You're writing throw-away code.
Your name is Damian and you must be allowed to program in latin.
You're programming in Perl 6.
Only perl can parse Perl (see this example):
#result = (dothis $foo, $bar);
# Which of the following is it equivalent to?
#result = (dothis($foo), $bar);
#result = dothis($foo, $bar);
This kind of ambiguity makes it very hard to write source filters that always succeed and do the right thing. When things go wrong, debugging is awkward.
After crashing and burning a few times, I have developed the superstitious approach of never trying to write another source filter.
I do occasionally use Smart::Comments for debugging, though. When I do, I load the module on the command line:
$ perl -MSmart::Comments test.pl
so as to avoid any chance that it might remain enabled in production code.
See also: Perl Cannot Be Parsed: A Formal Proof
I don't like source filters because you can't tell what code is going to do just by reading it. Additionally, things that look like they aren't executable, such as comments, might magically be executable with the filter. You (or more likely your coworkers) could delete what you think isn't important and break things.
Having said that, if you are implementing your own little language that you want to turn into Perl, source filters might be the right tool. However, just don't call it Perl. :)
It's worth mentioning that Devel::Declare keywords (and starting with Perl 5.11.2, pluggable keywords) aren't source filters, and don't run afoul of the "only perl can parse Perl" problem. This is because they're run by the perl parser itself, they take what they need from the input, and then they return control to the very same parser.
For example, when you declare a method in MooseX::Declare like this:
method frob ($bubble, $bobble does coerce) {
... # complicated code
}
The word "method" invokes the method keyword parser, which uses its own grammar to get the method name and parse the method signature (which isn't Perl, but it doesn't need to be -- it just needs to be well-defined). Then it leaves perl to parse the method body as the body of a sub. Anything anywhere in your code that isn't between the word "method" and the end of a method signature doesn't get seen by the method parser at all, so it can't break your code, no matter how tricky you get.

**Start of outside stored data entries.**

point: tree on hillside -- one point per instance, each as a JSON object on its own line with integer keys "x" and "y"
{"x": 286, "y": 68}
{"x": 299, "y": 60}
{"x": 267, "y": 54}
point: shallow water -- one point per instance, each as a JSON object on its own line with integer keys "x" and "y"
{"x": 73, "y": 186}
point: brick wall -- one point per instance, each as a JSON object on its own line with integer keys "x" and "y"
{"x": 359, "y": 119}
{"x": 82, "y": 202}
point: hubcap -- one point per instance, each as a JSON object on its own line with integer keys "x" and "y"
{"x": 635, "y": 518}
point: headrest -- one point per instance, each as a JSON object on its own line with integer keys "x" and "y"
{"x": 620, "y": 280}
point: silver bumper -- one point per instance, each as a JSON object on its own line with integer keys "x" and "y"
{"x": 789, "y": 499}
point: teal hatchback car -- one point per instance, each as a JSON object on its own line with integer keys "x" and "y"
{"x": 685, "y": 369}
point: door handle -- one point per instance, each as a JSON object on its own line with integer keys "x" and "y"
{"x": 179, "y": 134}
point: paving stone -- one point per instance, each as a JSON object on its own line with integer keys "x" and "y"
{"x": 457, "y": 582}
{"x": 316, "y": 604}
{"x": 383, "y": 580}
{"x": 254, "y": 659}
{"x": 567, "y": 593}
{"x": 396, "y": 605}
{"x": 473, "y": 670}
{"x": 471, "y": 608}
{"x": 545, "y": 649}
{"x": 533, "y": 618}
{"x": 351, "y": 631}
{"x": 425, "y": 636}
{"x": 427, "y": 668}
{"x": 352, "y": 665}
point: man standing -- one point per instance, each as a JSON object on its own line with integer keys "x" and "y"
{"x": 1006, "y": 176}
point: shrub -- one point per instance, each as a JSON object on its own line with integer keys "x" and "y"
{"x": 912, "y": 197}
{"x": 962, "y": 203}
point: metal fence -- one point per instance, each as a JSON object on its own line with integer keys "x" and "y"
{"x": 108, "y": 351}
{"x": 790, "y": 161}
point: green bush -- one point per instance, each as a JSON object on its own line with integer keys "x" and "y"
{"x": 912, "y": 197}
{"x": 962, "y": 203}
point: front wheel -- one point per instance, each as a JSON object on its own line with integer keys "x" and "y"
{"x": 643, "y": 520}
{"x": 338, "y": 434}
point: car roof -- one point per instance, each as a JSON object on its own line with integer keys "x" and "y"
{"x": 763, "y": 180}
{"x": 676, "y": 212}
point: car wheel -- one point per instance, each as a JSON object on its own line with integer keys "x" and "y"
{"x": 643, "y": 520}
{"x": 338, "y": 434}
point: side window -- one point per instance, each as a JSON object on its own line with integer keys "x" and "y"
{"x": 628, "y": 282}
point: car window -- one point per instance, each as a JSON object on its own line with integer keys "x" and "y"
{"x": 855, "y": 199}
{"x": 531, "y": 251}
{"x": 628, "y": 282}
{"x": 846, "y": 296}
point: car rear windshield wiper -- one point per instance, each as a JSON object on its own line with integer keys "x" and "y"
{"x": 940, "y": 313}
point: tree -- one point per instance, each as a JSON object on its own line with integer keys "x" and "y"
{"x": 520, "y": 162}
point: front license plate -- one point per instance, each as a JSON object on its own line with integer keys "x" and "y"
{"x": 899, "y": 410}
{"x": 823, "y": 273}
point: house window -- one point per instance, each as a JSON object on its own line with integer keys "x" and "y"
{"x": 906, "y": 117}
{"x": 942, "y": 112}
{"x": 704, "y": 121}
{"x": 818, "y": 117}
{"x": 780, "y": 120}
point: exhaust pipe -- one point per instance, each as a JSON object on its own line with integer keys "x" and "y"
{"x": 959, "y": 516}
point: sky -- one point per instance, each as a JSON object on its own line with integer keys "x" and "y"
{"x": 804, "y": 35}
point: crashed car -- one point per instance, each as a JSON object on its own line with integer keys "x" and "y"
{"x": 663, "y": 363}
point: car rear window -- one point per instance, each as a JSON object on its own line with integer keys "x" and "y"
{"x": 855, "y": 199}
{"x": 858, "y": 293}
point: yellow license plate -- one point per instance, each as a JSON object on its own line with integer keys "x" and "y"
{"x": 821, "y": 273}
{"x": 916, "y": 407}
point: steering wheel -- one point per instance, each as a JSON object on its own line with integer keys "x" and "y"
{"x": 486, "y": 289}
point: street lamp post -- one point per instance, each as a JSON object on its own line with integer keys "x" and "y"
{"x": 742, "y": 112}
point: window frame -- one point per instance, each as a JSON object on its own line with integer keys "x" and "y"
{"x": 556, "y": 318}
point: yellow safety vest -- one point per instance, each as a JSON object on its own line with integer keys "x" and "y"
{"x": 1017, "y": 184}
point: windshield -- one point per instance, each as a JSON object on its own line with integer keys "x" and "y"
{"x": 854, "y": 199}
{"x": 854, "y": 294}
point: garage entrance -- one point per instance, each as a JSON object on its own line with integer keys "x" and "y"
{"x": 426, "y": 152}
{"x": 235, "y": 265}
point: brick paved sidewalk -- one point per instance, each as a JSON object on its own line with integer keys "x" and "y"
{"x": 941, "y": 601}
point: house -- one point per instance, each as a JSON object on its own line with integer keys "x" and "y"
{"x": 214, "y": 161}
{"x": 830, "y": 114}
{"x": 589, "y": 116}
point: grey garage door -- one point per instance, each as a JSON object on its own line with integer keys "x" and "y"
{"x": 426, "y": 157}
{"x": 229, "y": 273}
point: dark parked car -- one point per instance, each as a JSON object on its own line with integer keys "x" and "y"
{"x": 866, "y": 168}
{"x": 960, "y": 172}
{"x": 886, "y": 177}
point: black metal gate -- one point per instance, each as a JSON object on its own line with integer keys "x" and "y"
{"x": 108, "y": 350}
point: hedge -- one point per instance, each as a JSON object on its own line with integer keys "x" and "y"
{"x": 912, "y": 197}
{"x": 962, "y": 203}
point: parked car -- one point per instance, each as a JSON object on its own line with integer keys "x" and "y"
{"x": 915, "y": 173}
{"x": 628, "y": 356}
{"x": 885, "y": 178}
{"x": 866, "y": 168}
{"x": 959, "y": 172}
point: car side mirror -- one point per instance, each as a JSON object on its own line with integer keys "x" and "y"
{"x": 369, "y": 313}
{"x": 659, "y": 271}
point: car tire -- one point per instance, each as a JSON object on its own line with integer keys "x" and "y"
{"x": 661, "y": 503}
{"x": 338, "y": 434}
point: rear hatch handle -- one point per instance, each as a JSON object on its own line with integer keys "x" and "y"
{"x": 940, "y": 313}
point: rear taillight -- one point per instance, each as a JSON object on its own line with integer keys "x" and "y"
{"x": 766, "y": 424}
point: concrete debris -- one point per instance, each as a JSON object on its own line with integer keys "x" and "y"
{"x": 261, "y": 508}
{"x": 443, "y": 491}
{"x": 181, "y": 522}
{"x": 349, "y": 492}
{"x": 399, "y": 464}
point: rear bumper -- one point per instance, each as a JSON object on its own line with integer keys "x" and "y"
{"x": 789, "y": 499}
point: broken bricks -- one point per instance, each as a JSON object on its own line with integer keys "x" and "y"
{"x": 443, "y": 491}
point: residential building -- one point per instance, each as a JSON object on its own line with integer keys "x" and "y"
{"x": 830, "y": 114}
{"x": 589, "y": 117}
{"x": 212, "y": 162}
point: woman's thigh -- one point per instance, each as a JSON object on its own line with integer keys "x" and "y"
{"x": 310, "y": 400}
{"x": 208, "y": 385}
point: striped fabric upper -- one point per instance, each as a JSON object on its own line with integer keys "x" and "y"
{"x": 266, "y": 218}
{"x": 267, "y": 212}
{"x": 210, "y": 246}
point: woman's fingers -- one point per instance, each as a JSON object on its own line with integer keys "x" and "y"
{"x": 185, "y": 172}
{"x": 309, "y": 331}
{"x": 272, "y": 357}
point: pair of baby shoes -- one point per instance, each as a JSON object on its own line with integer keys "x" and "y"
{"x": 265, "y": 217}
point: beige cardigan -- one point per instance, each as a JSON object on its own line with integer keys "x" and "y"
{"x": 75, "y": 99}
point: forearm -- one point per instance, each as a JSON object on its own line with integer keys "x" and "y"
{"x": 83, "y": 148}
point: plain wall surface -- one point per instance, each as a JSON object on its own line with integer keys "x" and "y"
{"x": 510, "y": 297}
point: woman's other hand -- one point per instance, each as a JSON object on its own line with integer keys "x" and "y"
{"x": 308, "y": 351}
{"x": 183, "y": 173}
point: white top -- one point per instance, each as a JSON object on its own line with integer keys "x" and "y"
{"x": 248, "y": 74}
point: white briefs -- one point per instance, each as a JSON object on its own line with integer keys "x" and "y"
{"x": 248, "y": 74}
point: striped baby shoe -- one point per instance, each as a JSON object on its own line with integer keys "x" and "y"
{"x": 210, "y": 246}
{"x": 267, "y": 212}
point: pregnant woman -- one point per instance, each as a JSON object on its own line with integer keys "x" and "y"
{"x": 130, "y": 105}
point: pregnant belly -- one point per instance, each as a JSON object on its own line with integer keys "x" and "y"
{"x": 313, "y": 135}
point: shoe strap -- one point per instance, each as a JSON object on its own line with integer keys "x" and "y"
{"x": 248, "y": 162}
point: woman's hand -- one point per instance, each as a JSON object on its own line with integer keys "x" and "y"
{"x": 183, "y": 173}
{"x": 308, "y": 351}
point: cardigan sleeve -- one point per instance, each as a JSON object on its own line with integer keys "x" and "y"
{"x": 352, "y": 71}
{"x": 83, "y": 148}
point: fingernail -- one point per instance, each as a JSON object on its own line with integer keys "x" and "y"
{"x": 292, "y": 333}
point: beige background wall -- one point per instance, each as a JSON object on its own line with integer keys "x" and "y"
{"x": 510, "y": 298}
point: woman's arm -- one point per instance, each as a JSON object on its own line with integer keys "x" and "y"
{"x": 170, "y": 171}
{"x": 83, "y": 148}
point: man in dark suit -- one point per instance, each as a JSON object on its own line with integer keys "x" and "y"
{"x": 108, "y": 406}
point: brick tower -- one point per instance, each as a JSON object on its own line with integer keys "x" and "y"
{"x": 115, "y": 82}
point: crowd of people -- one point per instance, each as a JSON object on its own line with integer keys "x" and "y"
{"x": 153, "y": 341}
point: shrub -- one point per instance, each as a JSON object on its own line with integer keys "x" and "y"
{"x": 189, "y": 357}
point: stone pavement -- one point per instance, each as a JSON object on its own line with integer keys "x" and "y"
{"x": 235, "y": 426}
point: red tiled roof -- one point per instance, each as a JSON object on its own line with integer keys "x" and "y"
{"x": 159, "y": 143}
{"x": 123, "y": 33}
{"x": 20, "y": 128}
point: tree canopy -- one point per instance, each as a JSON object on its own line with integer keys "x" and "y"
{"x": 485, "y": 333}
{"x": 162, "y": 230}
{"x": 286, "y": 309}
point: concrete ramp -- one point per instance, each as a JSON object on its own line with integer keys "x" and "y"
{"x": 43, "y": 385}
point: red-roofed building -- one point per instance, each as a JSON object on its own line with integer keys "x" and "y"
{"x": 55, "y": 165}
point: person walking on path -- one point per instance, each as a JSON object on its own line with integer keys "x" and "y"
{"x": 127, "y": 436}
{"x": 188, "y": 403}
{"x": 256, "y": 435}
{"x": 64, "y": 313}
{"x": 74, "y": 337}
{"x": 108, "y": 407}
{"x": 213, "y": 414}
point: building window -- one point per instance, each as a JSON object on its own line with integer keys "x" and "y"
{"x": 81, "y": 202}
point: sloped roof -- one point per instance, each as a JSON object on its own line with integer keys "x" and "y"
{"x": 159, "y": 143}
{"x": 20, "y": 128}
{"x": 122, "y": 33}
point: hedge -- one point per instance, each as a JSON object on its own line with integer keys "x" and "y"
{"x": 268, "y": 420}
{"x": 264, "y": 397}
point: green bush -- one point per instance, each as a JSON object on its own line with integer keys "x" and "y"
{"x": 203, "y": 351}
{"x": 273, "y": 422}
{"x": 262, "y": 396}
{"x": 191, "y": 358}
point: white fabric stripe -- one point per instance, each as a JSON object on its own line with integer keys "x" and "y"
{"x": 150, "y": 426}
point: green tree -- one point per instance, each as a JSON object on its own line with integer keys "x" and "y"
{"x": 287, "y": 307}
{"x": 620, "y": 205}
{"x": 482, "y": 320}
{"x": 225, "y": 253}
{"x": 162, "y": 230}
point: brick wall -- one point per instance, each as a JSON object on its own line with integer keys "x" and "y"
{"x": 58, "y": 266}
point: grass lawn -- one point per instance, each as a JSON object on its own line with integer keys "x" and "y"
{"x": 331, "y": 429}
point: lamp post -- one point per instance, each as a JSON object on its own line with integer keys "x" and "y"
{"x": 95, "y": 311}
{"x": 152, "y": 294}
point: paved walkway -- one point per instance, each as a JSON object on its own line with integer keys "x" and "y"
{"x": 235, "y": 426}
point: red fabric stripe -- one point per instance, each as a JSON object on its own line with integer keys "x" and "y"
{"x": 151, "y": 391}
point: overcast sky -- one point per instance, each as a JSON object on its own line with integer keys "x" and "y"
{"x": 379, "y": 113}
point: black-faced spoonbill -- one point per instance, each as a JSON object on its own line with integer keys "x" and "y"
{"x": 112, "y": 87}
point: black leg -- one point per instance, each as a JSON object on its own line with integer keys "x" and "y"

The problem I see is the same problem you encounter with any C/C++ macro more complex than defining a constant: It degrades your ability to understand what the code is doing by looking at it, because you're not looking at the code that actually executes.
In theory, a source filter is no more dangerous than any other module, since you could easily write a module that redefines builtins or other constructs in "unexpected" ways. In practice however, it is quite hard to write a source filter in a way where you can prove that its not going to make a mistake. I tried my hand at writing a source filter that implements the perl6 feed operators in perl5 (Perl6::Feeds on cpan). You can take a look at the regular expressions to see the acrobatics required to simply figure out the boundaries of expression scope. While the filter works, and provides a test bed to experiment with feeds, I wouldn't consider using it in a production environment without many many more hours of testing.
Filter::Simple certainly comes in handy by dealing with 'the gory details of parsing quoted constructs', so I would be wary of any source filter that doesn't start there.
In all, it really depends on the filter you are using, and how broad a scope it tries to match against. If it is something simple like a c macro, then its "probably" ok, but if its something complicated then its a judgement call. I personally can't wait to play around with perl6's macro system. Finally lisp wont have anything on perl :-)
There is a nice example here that shows in what trouble you can get with source filters.
http://shadow.cat/blog/matt-s-trout/show-us-the-whole-code/
They used a module called Switch, which is based on source filters. And because of that, they were unable to find the source of an error message for days.